Why it is so important to have a legally valid Donor Contract or Gestational Agreement

Family law is a complicated area of law, even when the subject is a nuclear family in which the two people involved are both biological parents of the children in the family. However, even more complications can arise when venturing into areas of law that are different from what most people in our society have come to think of as “the traditional family”. Specifically I am speaking of situations involving assisted reproduction, surrogacy, gestational agreements, and donors.
There are many available options for people who want to become parents. While technology and societal acceptance has led to an increase in options (and a willingness to use them), the law has not really caught up yet.
If you are involved in, or are considering, an alternative situation, you should be completely educated and aware of the risks, and of your rights. A situation that may seem simple can create heartache if not properly prepared.
The biggest risk comes from situations in which “everyone is friends” and so it is thought that there is no need for a legal agreement and no need to use a doctor or clinic. Here are the most common:

  1. A woman desires to have a child and a male friend agrees to be the donor. They both agree orally in advance on all the details of what will happen when the baby arrives.
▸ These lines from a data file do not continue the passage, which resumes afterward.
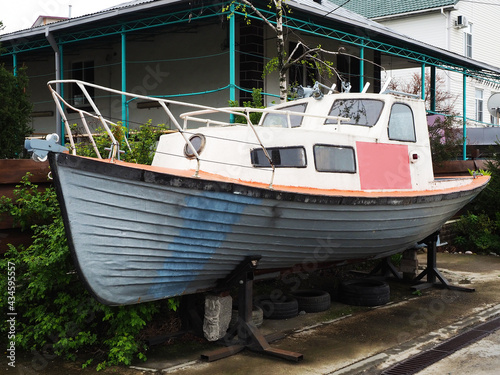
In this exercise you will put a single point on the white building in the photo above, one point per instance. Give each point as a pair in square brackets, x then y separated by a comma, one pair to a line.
[467, 28]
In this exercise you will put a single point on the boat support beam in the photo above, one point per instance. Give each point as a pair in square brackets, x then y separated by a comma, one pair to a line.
[432, 272]
[246, 333]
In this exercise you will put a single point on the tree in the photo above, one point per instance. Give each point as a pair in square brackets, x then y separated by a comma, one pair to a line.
[444, 134]
[282, 63]
[15, 112]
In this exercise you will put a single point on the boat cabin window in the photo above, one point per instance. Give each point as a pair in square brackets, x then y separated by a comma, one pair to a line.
[338, 159]
[280, 120]
[282, 157]
[401, 123]
[364, 112]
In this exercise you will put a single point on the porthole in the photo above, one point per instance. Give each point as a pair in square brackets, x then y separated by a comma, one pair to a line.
[198, 141]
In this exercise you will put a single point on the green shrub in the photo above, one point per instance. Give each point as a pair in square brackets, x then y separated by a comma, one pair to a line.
[15, 112]
[142, 142]
[55, 313]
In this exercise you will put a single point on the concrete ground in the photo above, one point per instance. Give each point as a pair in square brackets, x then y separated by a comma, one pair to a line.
[350, 340]
[354, 340]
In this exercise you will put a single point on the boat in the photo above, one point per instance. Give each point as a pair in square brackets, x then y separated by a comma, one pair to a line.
[325, 179]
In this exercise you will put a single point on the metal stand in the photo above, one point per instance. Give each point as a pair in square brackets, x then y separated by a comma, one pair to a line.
[432, 272]
[248, 335]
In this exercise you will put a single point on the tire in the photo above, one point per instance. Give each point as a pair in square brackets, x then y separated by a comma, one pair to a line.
[257, 316]
[365, 292]
[311, 300]
[283, 308]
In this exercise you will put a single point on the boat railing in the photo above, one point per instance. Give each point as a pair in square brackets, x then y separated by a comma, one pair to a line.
[193, 116]
[246, 111]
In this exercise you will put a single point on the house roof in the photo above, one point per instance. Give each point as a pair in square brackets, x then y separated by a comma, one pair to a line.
[381, 8]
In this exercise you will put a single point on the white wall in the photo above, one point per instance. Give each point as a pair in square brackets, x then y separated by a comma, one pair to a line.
[439, 29]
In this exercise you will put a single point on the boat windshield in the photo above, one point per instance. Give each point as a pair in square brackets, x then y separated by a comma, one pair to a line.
[364, 112]
[280, 120]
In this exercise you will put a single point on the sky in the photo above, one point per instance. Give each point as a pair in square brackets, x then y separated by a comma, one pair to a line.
[21, 14]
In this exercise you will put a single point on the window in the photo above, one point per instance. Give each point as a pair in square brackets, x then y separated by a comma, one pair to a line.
[281, 119]
[281, 157]
[479, 105]
[401, 123]
[363, 112]
[83, 71]
[330, 158]
[468, 43]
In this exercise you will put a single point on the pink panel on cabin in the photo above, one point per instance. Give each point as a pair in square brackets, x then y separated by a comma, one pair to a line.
[383, 166]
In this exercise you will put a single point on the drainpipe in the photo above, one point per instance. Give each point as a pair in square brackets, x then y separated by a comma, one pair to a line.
[14, 63]
[464, 116]
[58, 59]
[361, 67]
[433, 88]
[422, 81]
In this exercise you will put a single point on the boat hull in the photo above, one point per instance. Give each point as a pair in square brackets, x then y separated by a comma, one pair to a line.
[139, 235]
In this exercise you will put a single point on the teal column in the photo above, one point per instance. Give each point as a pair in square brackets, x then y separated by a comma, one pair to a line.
[464, 116]
[361, 67]
[422, 81]
[232, 57]
[124, 78]
[433, 88]
[14, 63]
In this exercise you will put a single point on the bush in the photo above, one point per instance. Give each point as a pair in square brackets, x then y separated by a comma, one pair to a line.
[55, 313]
[255, 103]
[142, 142]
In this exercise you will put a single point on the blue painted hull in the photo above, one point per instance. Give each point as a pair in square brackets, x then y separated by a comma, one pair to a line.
[139, 236]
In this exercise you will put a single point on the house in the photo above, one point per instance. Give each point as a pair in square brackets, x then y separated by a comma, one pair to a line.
[466, 28]
[193, 51]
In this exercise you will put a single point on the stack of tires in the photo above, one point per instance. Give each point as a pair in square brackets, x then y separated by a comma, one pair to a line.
[285, 307]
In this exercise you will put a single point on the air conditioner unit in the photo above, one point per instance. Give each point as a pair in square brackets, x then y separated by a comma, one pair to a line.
[461, 22]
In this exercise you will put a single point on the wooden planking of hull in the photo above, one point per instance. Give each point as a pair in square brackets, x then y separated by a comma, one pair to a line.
[139, 235]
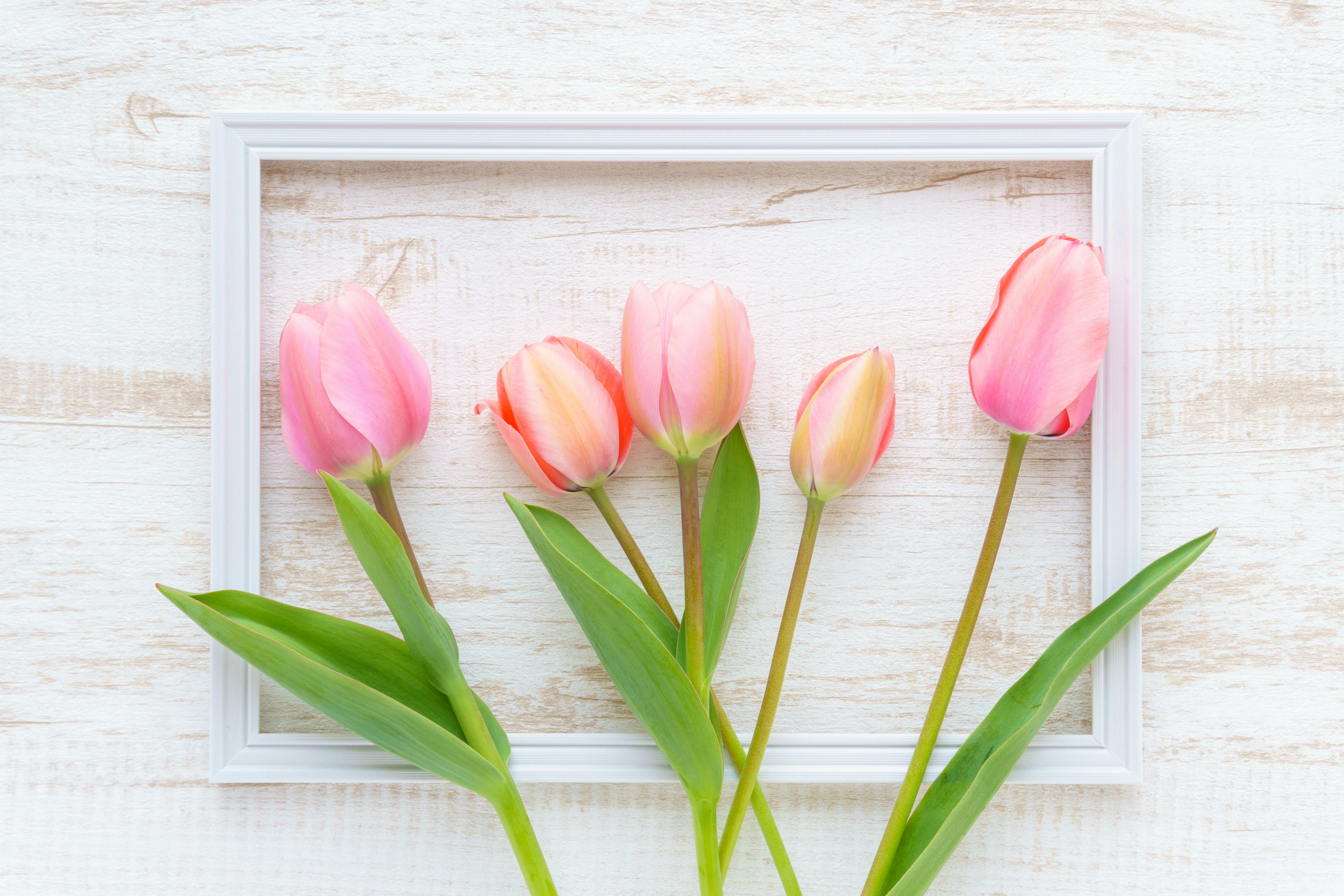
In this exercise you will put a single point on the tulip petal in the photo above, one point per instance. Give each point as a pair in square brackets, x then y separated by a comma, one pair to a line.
[374, 377]
[642, 363]
[564, 413]
[611, 381]
[1045, 338]
[523, 455]
[1073, 417]
[816, 383]
[315, 433]
[846, 426]
[710, 365]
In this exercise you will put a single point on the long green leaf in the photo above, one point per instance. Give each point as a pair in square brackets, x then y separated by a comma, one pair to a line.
[386, 565]
[638, 660]
[570, 543]
[728, 527]
[384, 558]
[371, 686]
[980, 766]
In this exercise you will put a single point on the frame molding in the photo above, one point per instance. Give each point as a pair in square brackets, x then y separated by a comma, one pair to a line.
[240, 141]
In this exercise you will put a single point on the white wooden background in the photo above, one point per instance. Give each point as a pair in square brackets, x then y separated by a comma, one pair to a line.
[474, 260]
[104, 409]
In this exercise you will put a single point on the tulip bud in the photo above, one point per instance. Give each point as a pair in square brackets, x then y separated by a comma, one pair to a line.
[561, 410]
[687, 358]
[1034, 366]
[354, 394]
[845, 424]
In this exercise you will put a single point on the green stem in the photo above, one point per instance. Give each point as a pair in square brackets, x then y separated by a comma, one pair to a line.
[523, 840]
[632, 551]
[694, 572]
[510, 804]
[775, 684]
[877, 883]
[765, 819]
[760, 808]
[705, 814]
[381, 487]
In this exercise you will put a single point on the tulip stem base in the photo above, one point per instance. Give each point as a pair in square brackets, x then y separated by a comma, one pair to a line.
[765, 819]
[518, 827]
[705, 816]
[693, 562]
[760, 808]
[632, 551]
[878, 883]
[381, 488]
[775, 684]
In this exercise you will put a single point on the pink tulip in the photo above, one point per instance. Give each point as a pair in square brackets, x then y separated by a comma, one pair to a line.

Often, the man will agree not to be involved in any way and the woman will promise not to seek child support. They draft an informal agreement (which is later found not to be legally binding) or they decide not have a written agreement at all, because they “trust each other”
  2. A woman agrees to bear a child for a friend (or couple). She plans to give the baby to the person (or couple) after the birth and promises to “sign away” her rights.
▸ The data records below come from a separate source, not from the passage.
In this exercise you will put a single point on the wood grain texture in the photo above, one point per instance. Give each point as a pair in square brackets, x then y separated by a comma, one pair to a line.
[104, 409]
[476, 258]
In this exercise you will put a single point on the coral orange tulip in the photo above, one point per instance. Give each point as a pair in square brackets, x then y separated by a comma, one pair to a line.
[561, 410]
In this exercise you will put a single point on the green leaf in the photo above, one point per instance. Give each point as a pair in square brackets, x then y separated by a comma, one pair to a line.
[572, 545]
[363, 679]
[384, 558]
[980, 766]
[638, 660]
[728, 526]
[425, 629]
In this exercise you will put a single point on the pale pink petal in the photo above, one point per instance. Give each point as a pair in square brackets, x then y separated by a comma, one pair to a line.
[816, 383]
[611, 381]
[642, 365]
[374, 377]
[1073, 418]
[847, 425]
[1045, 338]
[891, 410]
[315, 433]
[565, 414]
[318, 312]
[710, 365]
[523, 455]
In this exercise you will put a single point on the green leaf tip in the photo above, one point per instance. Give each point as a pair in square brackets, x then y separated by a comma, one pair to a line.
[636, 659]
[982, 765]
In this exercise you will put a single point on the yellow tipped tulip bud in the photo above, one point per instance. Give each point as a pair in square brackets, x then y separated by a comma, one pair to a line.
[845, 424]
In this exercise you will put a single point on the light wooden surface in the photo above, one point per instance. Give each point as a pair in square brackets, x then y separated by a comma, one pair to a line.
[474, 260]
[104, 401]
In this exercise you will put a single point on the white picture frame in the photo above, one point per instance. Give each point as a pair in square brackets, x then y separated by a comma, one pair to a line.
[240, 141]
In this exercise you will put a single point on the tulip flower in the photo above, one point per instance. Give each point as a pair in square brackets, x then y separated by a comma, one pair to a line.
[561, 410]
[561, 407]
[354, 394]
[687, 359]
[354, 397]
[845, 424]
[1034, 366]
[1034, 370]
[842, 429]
Those are the common situations, now here are the potential problems:

    1. No matter what the situation, and how good and trustworthy the involved parties are, people change their minds. They do so for all kinds of reasons, and having a child brings out some of the deepest emotion that humans experience. (see this article from the Houston Chronicle, Sept 20, 2012, showing just such a situation, “Court may define what a mother is”).
    2. It isn't just up to the adults who are involved. The child will have rights, the biological parents have rights, and unless a court agrees to terminate someone's parental rights, it will not happen. The two people who are the biological parents (plus their mates and families) may well end up bound to each other for at least 18 years, like it or not! A judge can order child support, even if one parent doesn't want to pay it and the other parent doesn't want to receive it!

What to do?

First of all, an oral agreement is just not going to be enough. You will need to find out what your options are in the scenario that you are planning. Hopefully, you will have a consultation with a Texas family law attorney before trying to conceive so that you can be certain that you are doing everything possible to make sure that your agreement is within the law, and will be likely to be upheld by a judge. Certainly two people can get together and conceive, but what happens afterwards may be completely out of their control. Why take that chance?
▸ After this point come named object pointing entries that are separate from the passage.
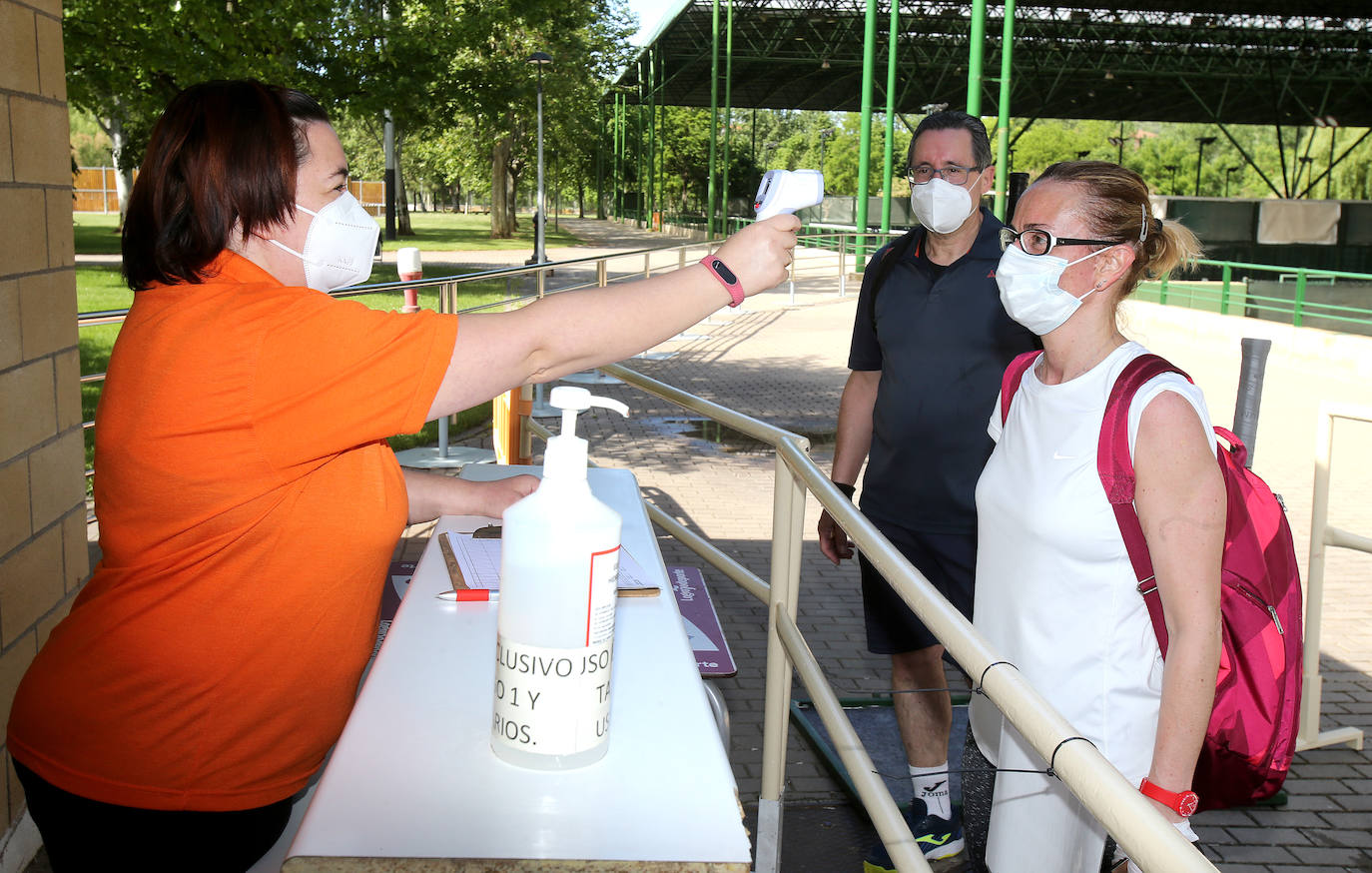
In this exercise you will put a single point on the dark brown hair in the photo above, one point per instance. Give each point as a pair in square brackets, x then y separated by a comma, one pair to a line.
[954, 120]
[1115, 205]
[221, 160]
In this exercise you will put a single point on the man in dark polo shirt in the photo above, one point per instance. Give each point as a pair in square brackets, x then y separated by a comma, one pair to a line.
[928, 352]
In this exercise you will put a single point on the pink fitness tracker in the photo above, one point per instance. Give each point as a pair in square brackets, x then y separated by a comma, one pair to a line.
[726, 278]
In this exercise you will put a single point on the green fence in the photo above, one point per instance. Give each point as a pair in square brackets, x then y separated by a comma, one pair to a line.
[1328, 300]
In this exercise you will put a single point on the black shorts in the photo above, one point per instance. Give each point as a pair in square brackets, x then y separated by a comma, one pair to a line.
[947, 560]
[88, 835]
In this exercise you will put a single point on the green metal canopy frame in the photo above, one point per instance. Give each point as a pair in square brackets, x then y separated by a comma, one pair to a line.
[1224, 62]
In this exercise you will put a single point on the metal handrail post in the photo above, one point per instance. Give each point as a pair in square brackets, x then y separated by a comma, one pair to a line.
[788, 526]
[1299, 298]
[1321, 535]
[843, 263]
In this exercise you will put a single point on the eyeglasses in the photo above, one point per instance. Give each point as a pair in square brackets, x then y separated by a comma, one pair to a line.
[953, 175]
[1041, 242]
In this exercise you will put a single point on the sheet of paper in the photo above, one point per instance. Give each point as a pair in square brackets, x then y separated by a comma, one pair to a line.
[480, 563]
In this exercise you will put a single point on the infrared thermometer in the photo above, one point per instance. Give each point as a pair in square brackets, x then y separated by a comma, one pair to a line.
[785, 191]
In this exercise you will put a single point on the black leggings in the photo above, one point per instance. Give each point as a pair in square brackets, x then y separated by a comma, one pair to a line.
[979, 781]
[87, 835]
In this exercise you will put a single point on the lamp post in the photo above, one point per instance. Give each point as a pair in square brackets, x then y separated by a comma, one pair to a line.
[824, 135]
[539, 59]
[1200, 143]
[1305, 168]
[1332, 124]
[1172, 183]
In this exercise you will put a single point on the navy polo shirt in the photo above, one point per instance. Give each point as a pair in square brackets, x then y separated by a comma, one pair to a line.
[942, 342]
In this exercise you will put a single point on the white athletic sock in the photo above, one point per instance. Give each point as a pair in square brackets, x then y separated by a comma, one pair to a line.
[932, 787]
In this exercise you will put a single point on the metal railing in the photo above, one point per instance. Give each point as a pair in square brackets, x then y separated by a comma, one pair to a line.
[1323, 535]
[1126, 814]
[448, 286]
[1115, 803]
[1229, 296]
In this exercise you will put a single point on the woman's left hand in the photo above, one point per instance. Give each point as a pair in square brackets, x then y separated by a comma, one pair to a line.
[433, 494]
[498, 494]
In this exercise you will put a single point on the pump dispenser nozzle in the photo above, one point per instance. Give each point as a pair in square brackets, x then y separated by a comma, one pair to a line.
[565, 454]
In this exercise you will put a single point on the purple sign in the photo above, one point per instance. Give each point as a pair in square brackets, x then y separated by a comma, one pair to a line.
[707, 637]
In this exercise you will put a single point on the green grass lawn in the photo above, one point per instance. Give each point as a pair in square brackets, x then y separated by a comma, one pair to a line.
[100, 287]
[96, 232]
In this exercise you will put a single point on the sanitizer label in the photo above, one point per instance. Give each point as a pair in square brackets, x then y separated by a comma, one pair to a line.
[600, 597]
[552, 701]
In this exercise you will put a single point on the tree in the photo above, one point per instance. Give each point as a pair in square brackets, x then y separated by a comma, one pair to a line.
[127, 61]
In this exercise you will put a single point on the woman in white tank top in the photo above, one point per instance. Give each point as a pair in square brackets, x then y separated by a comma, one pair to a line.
[1055, 589]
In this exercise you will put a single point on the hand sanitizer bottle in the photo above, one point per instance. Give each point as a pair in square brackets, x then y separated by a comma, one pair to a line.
[556, 627]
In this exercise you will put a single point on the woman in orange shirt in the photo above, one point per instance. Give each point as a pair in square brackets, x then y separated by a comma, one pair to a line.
[249, 504]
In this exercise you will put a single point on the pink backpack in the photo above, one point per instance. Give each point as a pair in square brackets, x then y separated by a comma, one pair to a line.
[1257, 699]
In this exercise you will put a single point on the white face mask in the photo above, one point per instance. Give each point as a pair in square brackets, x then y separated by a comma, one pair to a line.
[940, 206]
[338, 246]
[1029, 289]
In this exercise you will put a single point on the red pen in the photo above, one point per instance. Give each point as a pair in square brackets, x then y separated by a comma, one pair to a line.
[469, 594]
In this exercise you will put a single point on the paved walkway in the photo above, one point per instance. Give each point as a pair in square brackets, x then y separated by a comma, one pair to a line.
[782, 360]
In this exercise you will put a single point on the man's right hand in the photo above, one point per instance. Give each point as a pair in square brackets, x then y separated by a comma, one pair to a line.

In looking for an attorney, you should seek a Texas family law attorney who is familiar with and has experience with alternative family arrangements, sperm donor agreements, and gestational agreements. The attorney should be willing and able to help you deal with the initial paperwork and court filing to completion. If you are dealing with a doctor or agency in a gestational or surrogacy situation, your family law attorney can help you, communicate with the involved health care providers, and draft and file all necessary paperwork at the proper time.